Alex Adams, who leads the Administration for Children and Families (ACF) for the Trump administration, promised a “bonfire” of deregulation at the agency, lamenting the buildup of dated material for states seeking clarity on federal policy and funding.
“We need to barbecue this stuff so that people know what they are actually expected to do,” he said from his Washington, D.C., headquarters. “You’re going to see a bonfire next year. And I would be stunned if anyone misses it because it’s program instructions for yesteryear. It’s grants that haven’t been funded since I was in diapers.”
He made good on that vow today.
ACF has rescinded 35,781 pages of sub-regulatory guidance, representing 74% of such material.
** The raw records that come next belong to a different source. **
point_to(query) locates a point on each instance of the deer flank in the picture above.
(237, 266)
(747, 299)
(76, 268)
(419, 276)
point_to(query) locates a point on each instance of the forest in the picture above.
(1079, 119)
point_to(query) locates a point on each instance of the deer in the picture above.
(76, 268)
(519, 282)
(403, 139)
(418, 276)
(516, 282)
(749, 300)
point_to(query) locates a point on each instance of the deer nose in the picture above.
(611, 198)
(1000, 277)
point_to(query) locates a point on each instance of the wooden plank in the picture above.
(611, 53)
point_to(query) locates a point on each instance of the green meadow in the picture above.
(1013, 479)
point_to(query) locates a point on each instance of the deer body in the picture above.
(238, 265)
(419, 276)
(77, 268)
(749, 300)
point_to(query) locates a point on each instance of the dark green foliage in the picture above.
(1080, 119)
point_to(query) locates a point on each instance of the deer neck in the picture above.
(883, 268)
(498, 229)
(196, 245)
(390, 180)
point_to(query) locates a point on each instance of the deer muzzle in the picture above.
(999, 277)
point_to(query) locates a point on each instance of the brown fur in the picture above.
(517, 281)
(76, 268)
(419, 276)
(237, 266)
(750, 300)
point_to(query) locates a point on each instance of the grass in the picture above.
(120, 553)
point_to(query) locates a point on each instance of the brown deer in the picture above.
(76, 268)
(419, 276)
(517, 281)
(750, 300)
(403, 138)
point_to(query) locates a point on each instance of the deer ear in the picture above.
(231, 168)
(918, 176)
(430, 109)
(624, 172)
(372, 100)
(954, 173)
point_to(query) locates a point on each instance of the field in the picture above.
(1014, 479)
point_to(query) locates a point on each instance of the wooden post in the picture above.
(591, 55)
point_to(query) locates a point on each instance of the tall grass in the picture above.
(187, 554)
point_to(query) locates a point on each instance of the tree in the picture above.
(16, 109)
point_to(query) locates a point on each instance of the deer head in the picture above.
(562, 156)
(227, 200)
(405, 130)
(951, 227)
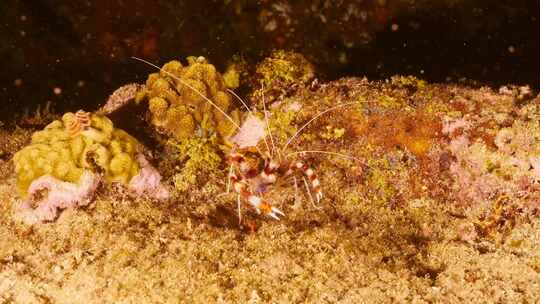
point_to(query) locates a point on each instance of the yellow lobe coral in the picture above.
(77, 142)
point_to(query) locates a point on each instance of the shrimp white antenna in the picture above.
(268, 124)
(250, 112)
(311, 120)
(189, 86)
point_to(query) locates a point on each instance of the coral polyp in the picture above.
(64, 163)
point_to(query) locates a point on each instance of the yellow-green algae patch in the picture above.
(63, 153)
(178, 100)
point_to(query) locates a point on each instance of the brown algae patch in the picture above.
(388, 229)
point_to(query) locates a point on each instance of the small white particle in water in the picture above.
(342, 58)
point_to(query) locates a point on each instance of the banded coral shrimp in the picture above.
(253, 172)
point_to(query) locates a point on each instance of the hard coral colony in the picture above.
(65, 162)
(191, 92)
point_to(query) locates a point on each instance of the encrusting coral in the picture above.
(284, 68)
(64, 162)
(178, 100)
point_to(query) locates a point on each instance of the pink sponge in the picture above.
(47, 194)
(148, 182)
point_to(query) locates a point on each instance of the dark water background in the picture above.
(75, 53)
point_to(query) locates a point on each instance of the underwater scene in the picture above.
(235, 151)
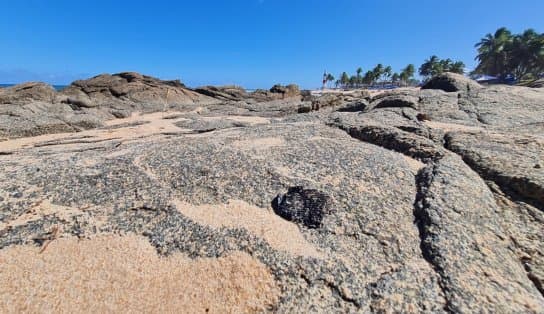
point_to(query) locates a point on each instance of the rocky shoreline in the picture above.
(414, 200)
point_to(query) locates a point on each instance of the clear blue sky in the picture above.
(254, 43)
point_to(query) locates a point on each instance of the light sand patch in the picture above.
(153, 125)
(279, 233)
(252, 120)
(452, 126)
(259, 143)
(114, 274)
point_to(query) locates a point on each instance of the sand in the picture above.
(134, 127)
(279, 233)
(124, 274)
A press release announcing the move outlined the process that ACF said was used to arrive at this culling.
It began with the Office of Legislation and Budget compiling a complete list of sub-regulations, which ended up totaling more than 4,000 documents and 55,776 pages going back 50 years.
ACF program offices were then tasked with reviewing the ones that applied to their corner of the agency, and marking them as obsolete unless at least one of the following was true:
- It was current and essential for grant compliance
- It clarified complex requirements “in ways not available elsewhere”
- It addressed ongoing program operations
- It could not be easily incorporated into other ACF guidance
The review was entirely done by humans without the assistance of any AI tools, according to an ACF reply to Youth Services Insider today. It did not respond to a question about whether there was a specific path for the public to challenge any individual rescinded document.
At the Children’s Bureau, which oversees most child welfare funding and policy within ACF, nearly two-thirds of guidance documents were rescinded — a total of 8,923 pages.
All of ACF’s continuing guidance is still easily searchable at HHS.gov/guidance. The agency did not remove the rescinded pages, but instead has marked them: “You are viewing content from the ACF Archives that is no longer current but remains on our site for reference.”